In [4]:
from sklearn.neighbors import NearestNeighbors, kneighbors_graph
from math import inf
import numpy as np
from matplotlib import pyplot as plt
import math
import sys

def my_ISOMAP(X, k, n_neighbors=5, radius = 1.0, method = 'kNN', standardize=False):
    """
    Compute the Isomap embedding of dataset X

    Parameters:
    -----------
    X: dataframe
        dataframe with n observation and p features (nxp)
    k: int
        number of principal components we want to project on
    n_neighbors: int, default=5
        number of neighbors to take into account for each point to build the graph of geodesic distance
        Used only if 'method = kNN'
    radius: float, default=1.0
        radius to use inside sklearn.neighbors.NearestNeighbors algorithm
        Used only if 'method = balls'
    method: ['kNN', 'balls']
        if kNN: find the n_neighbors nearest-neighbor(s) of a point.
        if balls: find the n_neighbors nearest-neighbor(s) within a given radius of a point

    Returns:
    --------
    numpy array of shape (n, k)
        Return the projected data (nxk), where k is the number of principal components we have projected on
        The low-dimensional representation of the dataset X

    The algorithm procedes as follows:
        - for each point, select the n_neighbors nearest neighbor(s)
        - compute the graph (geodesic) distance using: graph[i,j] == 1 iff point i is one of the n_neighbors nearest neighbor(s) of point j
        - apply floyd-warshall algorithm to the previous graph
        - apply double centering on the adiaceny matrix of the graph obtained before
        - compute the eigenvalues/eigenvectors decomposition
        - choose the first k eigenvector(s)
    """
    if standardize==True:
        from sklearn.preprocessing import StandardScaler
        scaler = StandardScaler()
        X = scaler.fit_transform(X)
        
    if method=='kNN':
        # K nearest neighbors
        neigh = NearestNeighbors(n_neighbors=n_neighbors, algorithm='ball_tree').fit(X)

        # Construct neighborhood graph
        graph = neigh.kneighbors_graph(X).toarray()

    elif method=='balls':
        # K nearest neighbors
        neigh = NearestNeighbors(algorithm='ball_tree', radius = radius).fit(X)

        # Construct neighborhood graph
        graph = neigh.radius_neighbors_graph(X).toarray()

    else:
        raise RuntimeError('error: enter a valid method.
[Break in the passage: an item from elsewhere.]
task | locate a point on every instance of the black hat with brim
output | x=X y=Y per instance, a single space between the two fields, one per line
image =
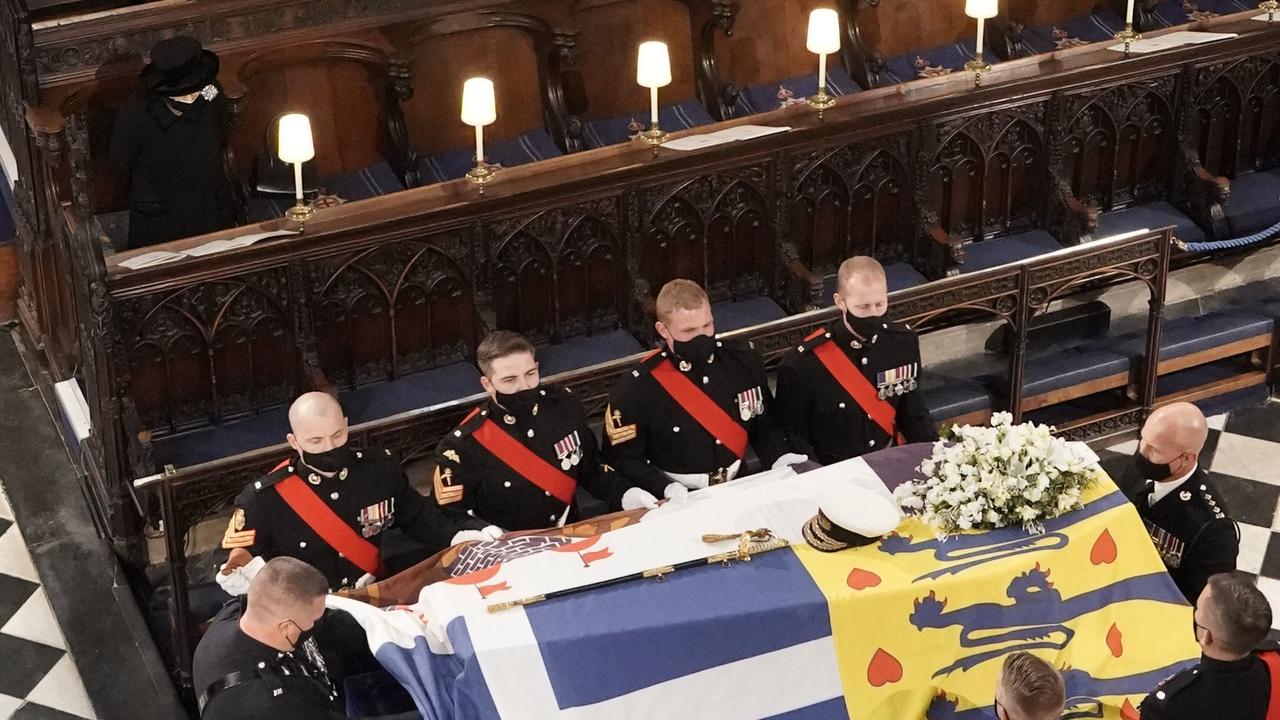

Valid methods are [\'kNN\', \'balls\']')
    
    np.set_printoptions(threshold=sys.maxsize)
    print('before', graph)

    # apply floyd-warshall
    n_nodes = graph.shape[0]

    for i in range(n_nodes):
        for j in range(n_nodes):
            if i != j and graph[i,j]== 0:
                graph[i,j] = inf # use a large number instead of math.inf for numerical reason

    dist = np.copy(graph)
    for k in range(n_nodes):
        for i in range(n_nodes):
            for j in range(n_nodes):
                if dist[i,k] + dist[k,j] < dist[i,j]:
                    dist[i,j] = dist[i,k] + dist[k,j]

    graph = dist

    """
    for k in range(n_nodes):
        for i in range(n_nodes):
            for j in range(n_nodes):
                if graph[i,j] > graph[i,k] + graph[k,j]:
                    graph[i,j] = graph[i,k] + graph[k,j]
    """


    # apply double centering on graph adiacency matrix
    J = np.eye(n_nodes) - 1/n_nodes * np.dot(np.ones(n_nodes), np.ones(n_nodes).T)

    G = -1/2 * np.dot(J, np.dot(graph, J))


    # eigenvector decomposition
    eig_vals, eig_vecs = np.linalg.eigh(G) # use .eigh to have the real-value decomposition. Since 'graph' is not guaranteed to be symmetric, B could be complex.

    ###
    print(G)
    print(np.dot(eig_vecs, np.dot(np.diag(eig_vals), np.linalg.inv(eig_vecs))))
    ###
    sorted_indices = np.argsort(eig_vals)[::-1]
    sorted_eigvecs = eig_vecs[:,sorted_indices]

    # select the first k eigenvector(s) and project
    top_k_eigvecs = sorted_eigvecs[:k]

    projection_matrix = top_k_eigvecs.T

    return np.dot(G, projection_matrix)